BY MATT MARGOLIS, PJ MEDIA MAY 07, 2021 10:57 AM ET
The group conducting the election audit in Maricopa County in Arizona claims the county is refusing to turn over routers or even images of routers to election auditors, according to a report, in deliberate defiance of a judge’s ruling. Arizona Senate’s liaison for the audit, former Republican Secretary of State Ken Bennett, was informed of the news by the Maricopa County Attorney’s Office this week. The county had previously refused to comply with the subpoenas but had been ordered by a judge in February to provide the equipment to auditors.“We had previously believed that the risk would be eliminated by redacting the law enforcement data on the routers and not producing it,” Joseph LaRue, deputy county attorney, explained in a letter obtained by The Epoch Times. “But we were informed that redaction did not eliminate the risk.”A Maricopa County spokesman also told The Epoch Times that its technology professionals “determined the information contained in Maricopa County’s routers can be used as blueprints to intercept sensitive county data.”

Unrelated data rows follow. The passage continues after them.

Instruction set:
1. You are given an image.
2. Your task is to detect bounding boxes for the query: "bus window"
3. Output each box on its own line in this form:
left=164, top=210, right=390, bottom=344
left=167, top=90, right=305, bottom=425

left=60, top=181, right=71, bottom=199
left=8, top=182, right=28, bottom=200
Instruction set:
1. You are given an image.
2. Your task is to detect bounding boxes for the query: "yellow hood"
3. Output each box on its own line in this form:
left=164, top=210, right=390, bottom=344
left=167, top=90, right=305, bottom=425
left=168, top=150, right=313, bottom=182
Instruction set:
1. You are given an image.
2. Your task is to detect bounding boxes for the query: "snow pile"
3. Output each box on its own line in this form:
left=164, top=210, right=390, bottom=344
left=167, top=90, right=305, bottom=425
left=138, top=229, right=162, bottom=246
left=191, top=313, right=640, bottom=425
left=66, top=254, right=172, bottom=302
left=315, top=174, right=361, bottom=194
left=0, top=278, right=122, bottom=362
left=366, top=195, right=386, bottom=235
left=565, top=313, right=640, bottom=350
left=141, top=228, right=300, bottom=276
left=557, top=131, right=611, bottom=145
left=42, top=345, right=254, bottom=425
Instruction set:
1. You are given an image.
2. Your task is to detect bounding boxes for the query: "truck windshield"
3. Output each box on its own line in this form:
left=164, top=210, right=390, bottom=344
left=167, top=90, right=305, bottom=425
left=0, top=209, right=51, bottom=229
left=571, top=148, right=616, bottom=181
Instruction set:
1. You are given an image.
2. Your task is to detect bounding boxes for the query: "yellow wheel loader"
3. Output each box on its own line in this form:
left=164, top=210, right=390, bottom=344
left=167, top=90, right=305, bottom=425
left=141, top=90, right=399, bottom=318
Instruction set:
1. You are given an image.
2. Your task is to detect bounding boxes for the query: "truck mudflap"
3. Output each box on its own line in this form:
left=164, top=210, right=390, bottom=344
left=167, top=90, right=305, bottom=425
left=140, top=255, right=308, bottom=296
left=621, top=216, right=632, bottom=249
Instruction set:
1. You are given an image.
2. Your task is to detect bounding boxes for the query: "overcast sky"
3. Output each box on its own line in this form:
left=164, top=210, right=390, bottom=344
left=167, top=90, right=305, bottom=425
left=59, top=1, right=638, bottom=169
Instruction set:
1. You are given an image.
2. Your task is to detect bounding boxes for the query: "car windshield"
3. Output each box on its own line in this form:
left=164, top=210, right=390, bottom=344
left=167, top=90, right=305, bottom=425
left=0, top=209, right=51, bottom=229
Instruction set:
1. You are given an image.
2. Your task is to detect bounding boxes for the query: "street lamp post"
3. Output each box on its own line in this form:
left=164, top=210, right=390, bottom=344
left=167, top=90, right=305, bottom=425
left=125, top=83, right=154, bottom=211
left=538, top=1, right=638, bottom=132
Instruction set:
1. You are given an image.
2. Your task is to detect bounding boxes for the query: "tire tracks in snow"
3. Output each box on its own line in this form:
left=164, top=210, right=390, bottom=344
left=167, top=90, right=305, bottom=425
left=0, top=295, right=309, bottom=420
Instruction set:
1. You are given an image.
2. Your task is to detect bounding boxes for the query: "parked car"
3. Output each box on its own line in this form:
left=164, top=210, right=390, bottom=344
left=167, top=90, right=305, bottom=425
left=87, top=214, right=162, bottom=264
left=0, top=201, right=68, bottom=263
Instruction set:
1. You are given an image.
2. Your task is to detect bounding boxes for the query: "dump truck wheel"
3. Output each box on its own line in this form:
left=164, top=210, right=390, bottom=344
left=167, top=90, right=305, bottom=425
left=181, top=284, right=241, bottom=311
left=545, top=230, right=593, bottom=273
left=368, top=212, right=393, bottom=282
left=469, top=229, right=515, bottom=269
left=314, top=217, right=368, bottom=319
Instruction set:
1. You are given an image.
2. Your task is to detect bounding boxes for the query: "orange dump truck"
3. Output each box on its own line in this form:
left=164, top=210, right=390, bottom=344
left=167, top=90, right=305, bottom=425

“Maricopa County has more than 50 different county departments, and the routers the Senate subpoena commanded the County produce support all of these departments, not just elections operations. This includes critical law enforcement data that, by law, cannot be disclosed, as well as Maricopa County residents’ protected health information and full social security numbers,” he added.

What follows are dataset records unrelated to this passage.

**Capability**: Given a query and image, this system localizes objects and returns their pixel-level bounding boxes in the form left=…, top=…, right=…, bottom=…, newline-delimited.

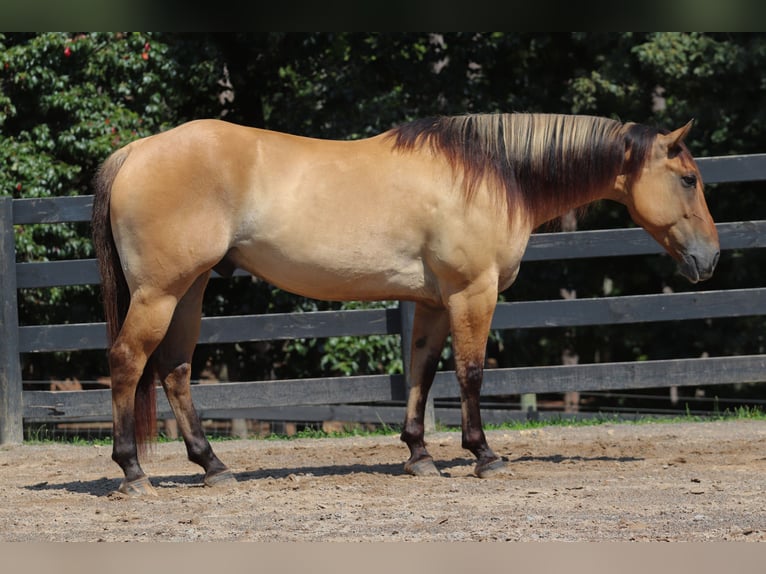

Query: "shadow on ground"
left=21, top=453, right=642, bottom=497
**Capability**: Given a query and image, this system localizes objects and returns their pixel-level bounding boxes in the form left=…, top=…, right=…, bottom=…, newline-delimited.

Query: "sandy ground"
left=1, top=419, right=765, bottom=542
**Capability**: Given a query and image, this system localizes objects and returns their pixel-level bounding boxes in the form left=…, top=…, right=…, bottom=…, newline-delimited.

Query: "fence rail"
left=2, top=153, right=766, bottom=443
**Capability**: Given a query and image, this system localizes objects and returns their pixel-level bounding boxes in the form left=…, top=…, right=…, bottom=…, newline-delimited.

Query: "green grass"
left=22, top=405, right=765, bottom=446
left=243, top=404, right=766, bottom=440
left=485, top=405, right=766, bottom=431
left=265, top=422, right=401, bottom=441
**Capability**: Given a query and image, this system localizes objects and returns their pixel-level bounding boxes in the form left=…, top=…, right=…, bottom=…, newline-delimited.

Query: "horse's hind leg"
left=110, top=289, right=179, bottom=496
left=401, top=302, right=450, bottom=476
left=155, top=272, right=235, bottom=488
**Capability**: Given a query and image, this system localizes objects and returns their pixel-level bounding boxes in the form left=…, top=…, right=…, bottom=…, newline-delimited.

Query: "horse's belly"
left=228, top=240, right=435, bottom=303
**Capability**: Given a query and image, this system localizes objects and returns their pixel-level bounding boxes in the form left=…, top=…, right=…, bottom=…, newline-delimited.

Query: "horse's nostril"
left=691, top=253, right=700, bottom=270
left=692, top=250, right=719, bottom=274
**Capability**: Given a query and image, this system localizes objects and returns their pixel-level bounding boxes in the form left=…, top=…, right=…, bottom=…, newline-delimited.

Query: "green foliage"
left=318, top=302, right=403, bottom=377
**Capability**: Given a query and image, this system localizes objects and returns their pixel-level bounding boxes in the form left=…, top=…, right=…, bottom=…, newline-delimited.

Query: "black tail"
left=92, top=149, right=157, bottom=453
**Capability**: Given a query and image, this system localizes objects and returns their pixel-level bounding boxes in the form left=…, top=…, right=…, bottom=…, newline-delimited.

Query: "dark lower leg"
left=401, top=349, right=439, bottom=465
left=111, top=407, right=146, bottom=484
left=155, top=273, right=232, bottom=485
left=161, top=363, right=230, bottom=481
left=458, top=361, right=503, bottom=475
left=446, top=280, right=506, bottom=477
left=111, top=390, right=159, bottom=497
left=109, top=341, right=151, bottom=490
left=460, top=393, right=499, bottom=466
left=400, top=303, right=450, bottom=474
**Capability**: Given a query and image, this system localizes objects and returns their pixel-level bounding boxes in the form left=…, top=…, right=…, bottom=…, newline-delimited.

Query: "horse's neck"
left=528, top=183, right=612, bottom=230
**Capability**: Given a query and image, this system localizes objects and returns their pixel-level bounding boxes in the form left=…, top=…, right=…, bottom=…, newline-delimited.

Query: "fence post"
left=0, top=197, right=23, bottom=444
left=399, top=301, right=435, bottom=432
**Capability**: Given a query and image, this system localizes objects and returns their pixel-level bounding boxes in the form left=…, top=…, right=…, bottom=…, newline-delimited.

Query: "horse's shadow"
left=512, top=454, right=643, bottom=464
left=24, top=453, right=643, bottom=497
left=22, top=457, right=474, bottom=497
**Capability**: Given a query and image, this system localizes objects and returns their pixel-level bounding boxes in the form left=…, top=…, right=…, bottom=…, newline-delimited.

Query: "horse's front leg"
left=400, top=302, right=450, bottom=476
left=446, top=279, right=507, bottom=478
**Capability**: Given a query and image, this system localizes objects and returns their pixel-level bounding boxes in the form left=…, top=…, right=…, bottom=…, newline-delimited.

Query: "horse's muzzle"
left=678, top=246, right=720, bottom=283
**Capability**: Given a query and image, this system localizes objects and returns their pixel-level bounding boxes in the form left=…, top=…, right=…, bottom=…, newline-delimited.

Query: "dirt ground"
left=1, top=419, right=765, bottom=542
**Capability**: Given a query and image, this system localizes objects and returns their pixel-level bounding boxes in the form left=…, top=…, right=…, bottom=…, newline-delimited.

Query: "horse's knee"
left=457, top=360, right=483, bottom=390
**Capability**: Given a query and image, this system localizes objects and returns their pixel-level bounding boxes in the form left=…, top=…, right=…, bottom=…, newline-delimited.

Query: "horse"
left=92, top=113, right=719, bottom=496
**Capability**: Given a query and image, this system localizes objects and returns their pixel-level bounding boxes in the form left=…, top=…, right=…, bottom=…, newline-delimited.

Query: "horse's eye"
left=681, top=174, right=697, bottom=188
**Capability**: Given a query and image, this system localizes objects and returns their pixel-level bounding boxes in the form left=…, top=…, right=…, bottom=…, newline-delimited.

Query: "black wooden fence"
left=3, top=153, right=766, bottom=444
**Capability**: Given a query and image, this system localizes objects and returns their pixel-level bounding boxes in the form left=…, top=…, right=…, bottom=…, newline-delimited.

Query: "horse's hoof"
left=114, top=476, right=158, bottom=497
left=404, top=456, right=441, bottom=477
left=204, top=469, right=237, bottom=488
left=475, top=457, right=511, bottom=478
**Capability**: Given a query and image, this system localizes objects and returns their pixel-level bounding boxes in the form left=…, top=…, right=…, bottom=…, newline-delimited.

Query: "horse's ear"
left=662, top=119, right=694, bottom=151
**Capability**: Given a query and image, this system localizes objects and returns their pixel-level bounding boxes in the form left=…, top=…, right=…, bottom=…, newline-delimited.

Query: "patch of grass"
left=241, top=405, right=766, bottom=440
left=720, top=405, right=766, bottom=420
left=22, top=405, right=765, bottom=445
left=482, top=405, right=766, bottom=433
left=264, top=422, right=401, bottom=441
left=23, top=425, right=181, bottom=447
left=483, top=414, right=624, bottom=432
left=25, top=426, right=114, bottom=447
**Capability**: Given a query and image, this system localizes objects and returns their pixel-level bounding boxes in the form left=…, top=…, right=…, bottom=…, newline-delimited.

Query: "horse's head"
left=619, top=121, right=719, bottom=283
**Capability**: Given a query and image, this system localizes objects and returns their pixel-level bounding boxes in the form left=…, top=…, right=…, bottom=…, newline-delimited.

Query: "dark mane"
left=388, top=113, right=661, bottom=224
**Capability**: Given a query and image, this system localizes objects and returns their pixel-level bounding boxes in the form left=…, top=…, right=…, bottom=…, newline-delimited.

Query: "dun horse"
left=92, top=113, right=719, bottom=496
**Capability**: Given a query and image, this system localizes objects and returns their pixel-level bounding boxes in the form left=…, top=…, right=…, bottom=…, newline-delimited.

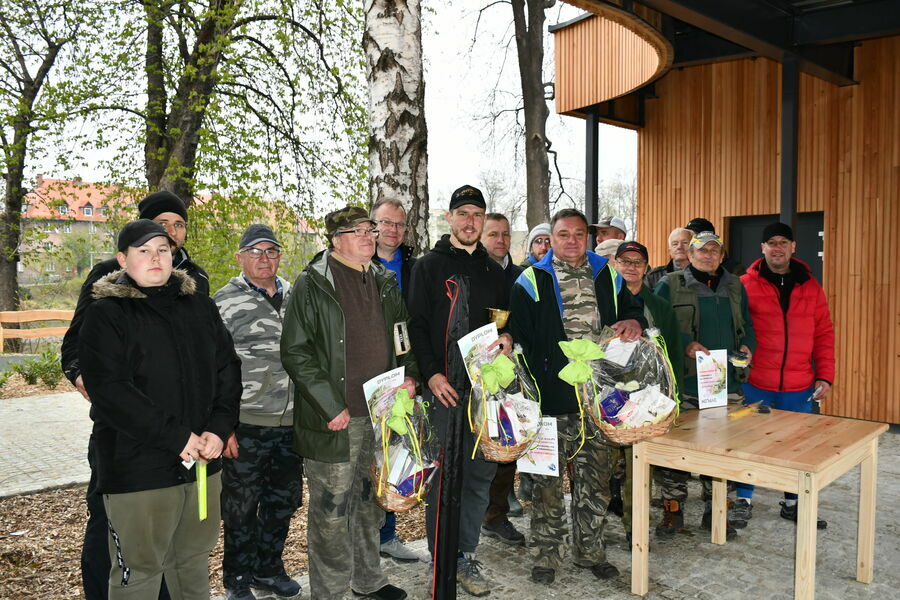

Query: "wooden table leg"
left=710, top=477, right=727, bottom=545
left=631, top=442, right=650, bottom=596
left=795, top=471, right=818, bottom=600
left=857, top=438, right=878, bottom=583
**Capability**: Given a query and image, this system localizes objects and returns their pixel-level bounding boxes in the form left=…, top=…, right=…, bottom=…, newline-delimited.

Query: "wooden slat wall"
left=553, top=12, right=670, bottom=115
left=636, top=36, right=900, bottom=424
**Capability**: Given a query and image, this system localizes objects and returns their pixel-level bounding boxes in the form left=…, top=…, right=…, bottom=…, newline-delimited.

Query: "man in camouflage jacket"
left=213, top=224, right=302, bottom=600
left=507, top=209, right=645, bottom=586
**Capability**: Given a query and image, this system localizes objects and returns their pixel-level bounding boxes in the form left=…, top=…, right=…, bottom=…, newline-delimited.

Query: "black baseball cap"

Election auditors are asking for access or control of all routers, tabulators, or some combinations thereof “in order to garner the system logs,” according to subpoenas issued by the state Senate last year.

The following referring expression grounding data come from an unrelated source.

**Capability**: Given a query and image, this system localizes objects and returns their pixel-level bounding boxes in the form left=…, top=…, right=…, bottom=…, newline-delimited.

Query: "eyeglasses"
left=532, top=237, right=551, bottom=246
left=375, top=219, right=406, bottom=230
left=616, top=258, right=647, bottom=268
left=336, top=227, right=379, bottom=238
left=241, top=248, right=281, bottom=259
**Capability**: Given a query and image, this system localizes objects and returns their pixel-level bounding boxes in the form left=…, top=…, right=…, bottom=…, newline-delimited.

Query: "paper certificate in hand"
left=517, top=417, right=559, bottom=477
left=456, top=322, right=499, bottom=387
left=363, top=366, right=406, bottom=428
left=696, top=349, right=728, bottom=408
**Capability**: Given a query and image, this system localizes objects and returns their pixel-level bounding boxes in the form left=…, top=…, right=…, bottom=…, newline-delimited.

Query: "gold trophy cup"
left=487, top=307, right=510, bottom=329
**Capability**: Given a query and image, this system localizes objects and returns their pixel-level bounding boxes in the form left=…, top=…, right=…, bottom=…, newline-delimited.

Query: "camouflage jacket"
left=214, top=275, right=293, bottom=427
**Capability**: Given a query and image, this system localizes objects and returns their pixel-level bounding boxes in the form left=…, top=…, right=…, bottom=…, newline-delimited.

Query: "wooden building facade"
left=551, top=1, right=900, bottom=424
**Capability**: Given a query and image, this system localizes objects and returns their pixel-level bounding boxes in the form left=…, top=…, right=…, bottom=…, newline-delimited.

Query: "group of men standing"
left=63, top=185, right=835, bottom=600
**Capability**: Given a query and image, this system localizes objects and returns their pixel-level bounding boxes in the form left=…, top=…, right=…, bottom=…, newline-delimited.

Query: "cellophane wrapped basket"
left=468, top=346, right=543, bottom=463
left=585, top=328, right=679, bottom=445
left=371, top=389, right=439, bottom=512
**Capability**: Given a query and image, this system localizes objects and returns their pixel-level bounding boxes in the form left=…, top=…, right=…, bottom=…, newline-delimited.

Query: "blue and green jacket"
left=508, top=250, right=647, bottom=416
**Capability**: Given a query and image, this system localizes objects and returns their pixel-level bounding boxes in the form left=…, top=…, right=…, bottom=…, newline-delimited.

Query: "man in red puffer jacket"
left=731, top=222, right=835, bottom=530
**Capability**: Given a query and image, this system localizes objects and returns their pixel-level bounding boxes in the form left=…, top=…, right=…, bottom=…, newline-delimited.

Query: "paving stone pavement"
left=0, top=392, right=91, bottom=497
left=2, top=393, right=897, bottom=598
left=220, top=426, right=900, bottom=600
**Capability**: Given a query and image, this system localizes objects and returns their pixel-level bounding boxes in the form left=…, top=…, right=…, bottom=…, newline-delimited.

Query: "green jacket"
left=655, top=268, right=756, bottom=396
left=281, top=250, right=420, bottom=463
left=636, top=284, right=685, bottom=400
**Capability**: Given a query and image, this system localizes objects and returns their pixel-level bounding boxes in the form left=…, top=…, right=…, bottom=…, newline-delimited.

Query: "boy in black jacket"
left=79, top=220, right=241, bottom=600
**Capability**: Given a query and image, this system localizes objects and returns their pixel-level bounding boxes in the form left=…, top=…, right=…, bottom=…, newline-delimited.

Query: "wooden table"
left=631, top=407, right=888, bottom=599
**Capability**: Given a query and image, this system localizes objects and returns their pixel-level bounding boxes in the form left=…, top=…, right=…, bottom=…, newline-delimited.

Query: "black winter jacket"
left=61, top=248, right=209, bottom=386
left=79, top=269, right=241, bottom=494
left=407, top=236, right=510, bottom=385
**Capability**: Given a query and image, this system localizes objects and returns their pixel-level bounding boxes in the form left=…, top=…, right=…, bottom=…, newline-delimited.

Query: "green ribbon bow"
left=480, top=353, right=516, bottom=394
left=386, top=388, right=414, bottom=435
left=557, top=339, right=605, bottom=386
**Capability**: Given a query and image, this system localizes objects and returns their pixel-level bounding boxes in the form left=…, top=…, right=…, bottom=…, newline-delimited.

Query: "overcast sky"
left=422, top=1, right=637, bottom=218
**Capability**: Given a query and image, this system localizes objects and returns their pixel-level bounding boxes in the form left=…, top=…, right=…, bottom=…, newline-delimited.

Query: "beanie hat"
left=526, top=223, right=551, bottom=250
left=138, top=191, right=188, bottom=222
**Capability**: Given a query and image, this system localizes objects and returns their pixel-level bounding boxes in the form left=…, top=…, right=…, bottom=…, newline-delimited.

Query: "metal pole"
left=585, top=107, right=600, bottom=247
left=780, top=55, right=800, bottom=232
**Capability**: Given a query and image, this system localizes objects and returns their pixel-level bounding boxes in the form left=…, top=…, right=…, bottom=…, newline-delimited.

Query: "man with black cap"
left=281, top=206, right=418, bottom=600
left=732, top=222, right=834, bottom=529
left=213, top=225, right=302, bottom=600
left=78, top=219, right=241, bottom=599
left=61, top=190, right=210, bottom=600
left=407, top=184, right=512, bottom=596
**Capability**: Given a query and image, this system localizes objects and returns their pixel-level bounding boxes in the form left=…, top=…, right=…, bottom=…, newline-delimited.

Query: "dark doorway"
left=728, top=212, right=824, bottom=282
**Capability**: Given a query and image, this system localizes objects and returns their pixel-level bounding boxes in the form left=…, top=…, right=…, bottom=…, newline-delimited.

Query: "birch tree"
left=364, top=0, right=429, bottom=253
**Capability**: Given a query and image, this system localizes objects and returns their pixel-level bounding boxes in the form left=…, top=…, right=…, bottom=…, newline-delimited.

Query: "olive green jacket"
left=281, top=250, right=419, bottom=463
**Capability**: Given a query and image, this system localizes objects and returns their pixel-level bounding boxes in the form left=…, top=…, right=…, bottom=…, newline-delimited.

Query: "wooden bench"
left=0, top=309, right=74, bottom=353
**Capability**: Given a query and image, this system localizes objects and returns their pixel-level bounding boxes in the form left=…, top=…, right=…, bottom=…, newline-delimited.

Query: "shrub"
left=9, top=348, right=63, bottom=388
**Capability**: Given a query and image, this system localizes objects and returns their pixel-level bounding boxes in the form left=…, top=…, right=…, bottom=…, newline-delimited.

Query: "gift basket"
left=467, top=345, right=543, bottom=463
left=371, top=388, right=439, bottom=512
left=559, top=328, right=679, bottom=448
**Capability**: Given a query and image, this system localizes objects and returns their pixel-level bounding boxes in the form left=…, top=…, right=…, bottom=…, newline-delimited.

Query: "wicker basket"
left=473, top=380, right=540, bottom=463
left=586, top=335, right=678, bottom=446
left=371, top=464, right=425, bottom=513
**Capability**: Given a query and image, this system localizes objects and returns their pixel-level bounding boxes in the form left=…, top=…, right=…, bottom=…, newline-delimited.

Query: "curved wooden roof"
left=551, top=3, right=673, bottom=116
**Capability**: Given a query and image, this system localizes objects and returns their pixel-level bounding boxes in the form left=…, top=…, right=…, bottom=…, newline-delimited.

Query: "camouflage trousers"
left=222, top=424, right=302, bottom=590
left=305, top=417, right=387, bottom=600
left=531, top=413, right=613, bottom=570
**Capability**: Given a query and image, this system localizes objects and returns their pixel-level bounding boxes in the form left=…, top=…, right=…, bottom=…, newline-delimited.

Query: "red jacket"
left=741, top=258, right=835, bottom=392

Maricopa County officials claim that two laboratory tests on the voting equipment didn’t find any evidence that the voting machines were connected to the internet. Bennett disputes this finding, saying that auditors can’t confirm this without access to the logs.
“Here we are several weeks into the audit, and we still don’t have some of the information that was subpoenaed by the state Senate from Maricopa County,” Bennett said. “They told me personally weeks ago that they had taken all the routers and the internet connections and the hubs and everything out of the building so they could send it to us, and we would have the logs when we got into those devices, we would be able to see those logs, that nothing was connected to the Internet during the election. And lo and behold, they don’t show up in the equipment that they said would be delivered to us.”
What exactly are county officials trying to hide?